Here is the sample NBoilerPipe code that is working in .NET4:

          String url = "http:// <etc> ";
        String page = String.Empty;
        WebRequest request = WebRequest.Create (url);
        HttpWebResponse response = (HttpWebResponse)request.GetResponse ();
        Stream stream = response.GetResponseStream ();
        using (StreamReader streamReader = new StreamReader (stream, Encoding.UTF8)) {
            page = streamReader.ReadToEnd ();
        }           
        String text = ArticleExtractor.INSTANCE.GetText (page);
        Console.WriteLine ("Text: \n" + text);
winwaed
  • 7,645
  • 6
  • 36
  • 81
  • Isn't the purpose of NBoilerPipe to extract the text from html?
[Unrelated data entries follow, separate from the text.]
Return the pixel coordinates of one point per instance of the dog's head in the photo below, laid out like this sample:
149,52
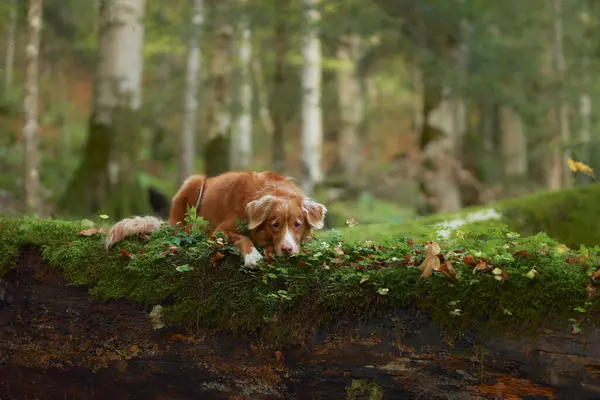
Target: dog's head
284,222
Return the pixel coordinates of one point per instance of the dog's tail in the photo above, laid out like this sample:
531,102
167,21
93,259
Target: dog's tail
131,226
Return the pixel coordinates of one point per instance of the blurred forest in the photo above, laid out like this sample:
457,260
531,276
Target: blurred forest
382,109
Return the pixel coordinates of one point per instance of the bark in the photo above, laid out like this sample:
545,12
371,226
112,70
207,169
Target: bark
108,170
559,175
277,107
261,97
585,100
30,108
351,108
442,170
241,145
59,342
10,47
312,117
218,122
514,145
187,150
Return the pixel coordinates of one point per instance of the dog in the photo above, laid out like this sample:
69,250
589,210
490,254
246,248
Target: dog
280,217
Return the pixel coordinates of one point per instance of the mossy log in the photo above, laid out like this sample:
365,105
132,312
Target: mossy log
79,322
58,342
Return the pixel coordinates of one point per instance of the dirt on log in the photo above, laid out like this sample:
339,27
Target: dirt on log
58,342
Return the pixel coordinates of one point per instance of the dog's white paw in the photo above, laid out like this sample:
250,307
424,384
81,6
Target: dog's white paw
252,258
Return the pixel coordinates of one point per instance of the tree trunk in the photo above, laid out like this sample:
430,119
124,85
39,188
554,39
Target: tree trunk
218,114
585,100
514,145
30,108
108,169
351,108
187,150
261,96
312,118
10,47
559,175
277,106
241,144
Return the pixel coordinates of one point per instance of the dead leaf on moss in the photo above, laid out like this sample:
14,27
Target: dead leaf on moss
448,270
216,258
432,260
90,231
469,260
481,266
591,290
I'm not sure I understand what you are trying to do. – happy coder Jan 20 '13 at 07:32
  • Boilerpipe extracts the content from the page, filtering the 'boilerplate' - things like header, footer, menus, advertising,etc. The original BoilerPipe can return the content as HTML fragments, or filtered further to give text. THe HTML fragments are useful because they include things like p tags. – winwaed Jan 21 '13 at 12:55

2 Answers2

0

I had the same issue. I managed to solve it by using the following.

http://boilerpipe-web.appspot.com/

Mifla
  • 29
  • 5
  • Note that [link-only answers](http://meta.stackoverflow.com/tags/link-only-answers/info) are discouraged, SO answers should be the end-point of a search for a solution (vs. yet another stopover of references, which tend to get stale over time). Please consider adding a stand-alone synopsis here, keeping the link as a reference. – kleopatra Oct 08 '13 at 11:28
  • Thanks for the reply. The above link is a free request-limited web service to the Java library. Only suitable for home experimentation imho. – winwaed Oct 08 '13 at 13:34
0

I know this is an old question, and I'm not familiar with .Net (though it looks like Java to me), and I'm also not an expert programmer by any means, but I think this may help others with a similar question.

The INSTANCE method you're using returns only text. If you want to get HTML you need to create a BoilerpipeExtractor and an HTMLHighlighter. Then you can use its process method to get what you're looking for.

final BoilerpipeExtractor extractor = CommonExtractors.ARTICLE_EXTRACTOR;
final HTMLHighlighter hh = HTMLHighlighter.newExtractingInstance();

The .newExtractingInstance() is the one that gives you just the relevant HTML. The other option is .newHighlightingInstance(), which highlights the main text but keeps the whole HTML document intact.

All you need to do after that is to call the HTMLHighlighter's process method:

System.out.println(hh.process(url, extractor));

process can also be process(TextDocument doc, InputSource is) or process(TextDocument doc, String origHTML).

Look through the source code in the Github repo. There are notes on what everything does. I looked for the Javadocs, but I can't find them anymore.

Find a demonstration of pretty much exactly this at HTMLHighlightDemo in the same repo.

kGdmioT
  • 208
  • 2
  • 6